Я перегнулся через подоконник. Из кухни вышла Франческа. Она была в бикини, оставлявшем открытым ее девичий живот. Она ступила на газон и принялась делать гимнастику, а я невольно залюбовался изгибами ее бедер и изяществом ног.
Желание с новой силой проснулось во мне. Мне захотелось прикоснуться к ее загорелой коже, сжать ладонями ее округлую грудь, ее чуть подрагивающий сочный зад. Мой пенис недвусмысленно напрягся. Столь внезапное возвращение мужского естества «в строй» заставило меня улыбнуться.
Однако спустя пару минут произошло нечто странное. Полуобнаженное тело Франчески в рамке из цветов – белых, желтых, бледно-голубых, сиреневых, нежно-розовых, вдруг показалось мне объектом скорее эстетическим, чем эротическим. Желание, порожденное плотью, уступило место вдохновению иной природы.
Как художник, который выбирает нюансы цвета на палетке, изучает перспективу, набрасывает углем эскиз, перед тем как начать накладывать мазки, ловит свет на кончик кисти, чтобы перенести его на полотно, – так и я вдруг ощутил потребность увековечить эту сцену.

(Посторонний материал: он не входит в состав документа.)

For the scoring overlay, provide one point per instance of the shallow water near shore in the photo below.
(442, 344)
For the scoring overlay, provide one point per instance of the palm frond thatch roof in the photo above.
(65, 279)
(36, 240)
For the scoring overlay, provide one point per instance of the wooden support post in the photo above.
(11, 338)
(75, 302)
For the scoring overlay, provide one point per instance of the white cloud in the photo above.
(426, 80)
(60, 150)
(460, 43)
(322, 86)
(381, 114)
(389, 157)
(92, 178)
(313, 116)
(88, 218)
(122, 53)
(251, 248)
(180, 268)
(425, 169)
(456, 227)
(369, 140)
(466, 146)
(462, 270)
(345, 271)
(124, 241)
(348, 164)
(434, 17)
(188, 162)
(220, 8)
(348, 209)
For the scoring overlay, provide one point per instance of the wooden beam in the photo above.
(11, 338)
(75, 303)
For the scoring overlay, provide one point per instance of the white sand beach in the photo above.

В полном недоумении я закрыл окно. Мой пенис затаился в недрах пижамных штанов, подобный залегшему в спячку зверьку.
* * *
Я получал огромное удовольствие от общения с миссис Уэзерби. Мне нравились ее живой ум, гортанный смех и жизнерадостное выражение лица. Утром, после завтрака, я устраивался на террасе и наблюдал, как миссис Уэзерби работает в саду или возится судьями. В маске и специальном защитном комбинезоне для пчеловодов она была похожа на толстенького коротконогого астронавта. Хотспуру этот маскарад был не по душе, и он с лаем бегал за хозяйкой, пока не появлялась Франческа, чтобы выбранить его и увести с собой. Обычно на террасе кроме меня никого не было. Мистер Уэзерби на «фиате» уезжал в деревню за покупками, пожилые немки отправлялись на автобусе во Флоренцию, где проводили весь день. Матье спал до одиннадцати, а чета поляков прогуливалась по окрестностям.

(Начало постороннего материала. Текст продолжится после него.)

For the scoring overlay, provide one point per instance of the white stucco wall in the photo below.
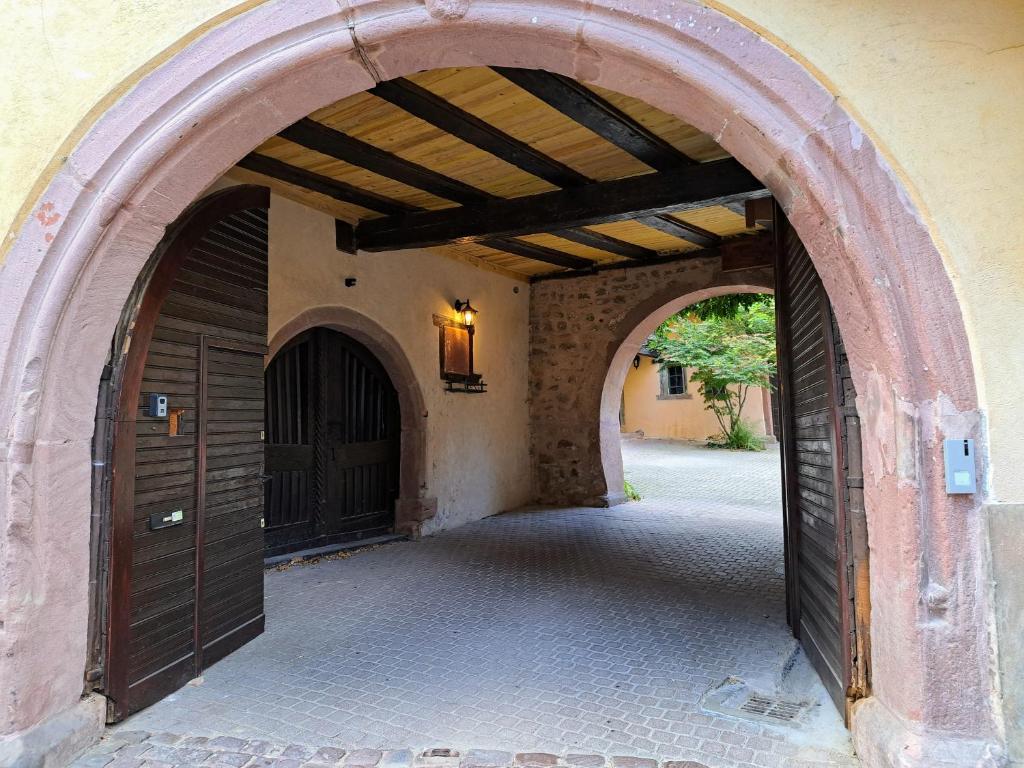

Время от времени миссис Уэзерби присоединялась ко мне, чтобы отдохнуть и выпить чашечку чая. Я никогда не любил чай, предпочитая более крепкий и пряный вкус кофе, но приготовляемый ею напиток был великолепен. Оказалось, что заваривание чая – целое искусство. Тяжелый поднос, который она ставила на столик перед нами, заварочный чайничек с благоухающим бергамотом чаем «Earl Grey», сахар в глиняном горшочке – все это стало для меня символом наших разговоров. Убедившись, что чай успел настояться, она наливала мне чашечку и неизменно спрашивала: «Milk? Sugar?»,[8] а потом наполняла свою чашку.

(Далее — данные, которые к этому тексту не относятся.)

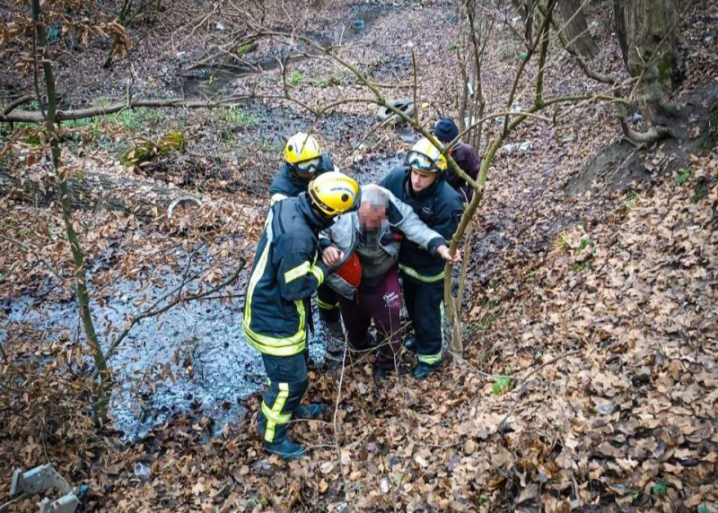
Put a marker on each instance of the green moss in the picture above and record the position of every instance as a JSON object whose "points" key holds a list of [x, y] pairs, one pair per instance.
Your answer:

Однажды утром начался мелкий дождик, первый со дня нашего приезда. Миссис Уэзерби предложила мне осмотреть особняк. Мы переходили из комнаты в комнату, и хозяйка дома обращала мое внимание то на декоративный элемент из искусственного мрамора, то на фрагмент мозаики. У каждой их этих Деталей интерьера была своя история, часто эпическая, и она рассказывала ее на образном франгле,[9] который я тем не менее научился понимать. И вот когда я любовался камином, спасенным из замка, который давно сравняли с землей, она спросила, не хочу ли я взглянуть на мастерскую Венди. Это была привилегия, поскольку в отсутствие хозяйки входить туда никому не разрешалось. И все же миссис Уэзерби, польщенная моим интересом к работам сестры, настояла на том, чтобы я там побывал.
Оказалось, что мастерская находится наверху, к ней вела длинная узкая лестница. Помещение было таким же просторным, как и моя комната. Свет проникал в него через большое окно в крыше, через которое было видно серое небо. Я залюбовался развешанными по стенам картинами. На них были представлены сцены из повседневной жизни, тонко подмеченные, яркие, отмеченные легким юмором. В центре комнаты, на мольберте, – незаконченный портрет, в котором я различил черты Франчески. Подойдя ближе, я оценил точность карандашных штрихов, посредством которых автору удалось запечатлеть задорный взгляд девушки.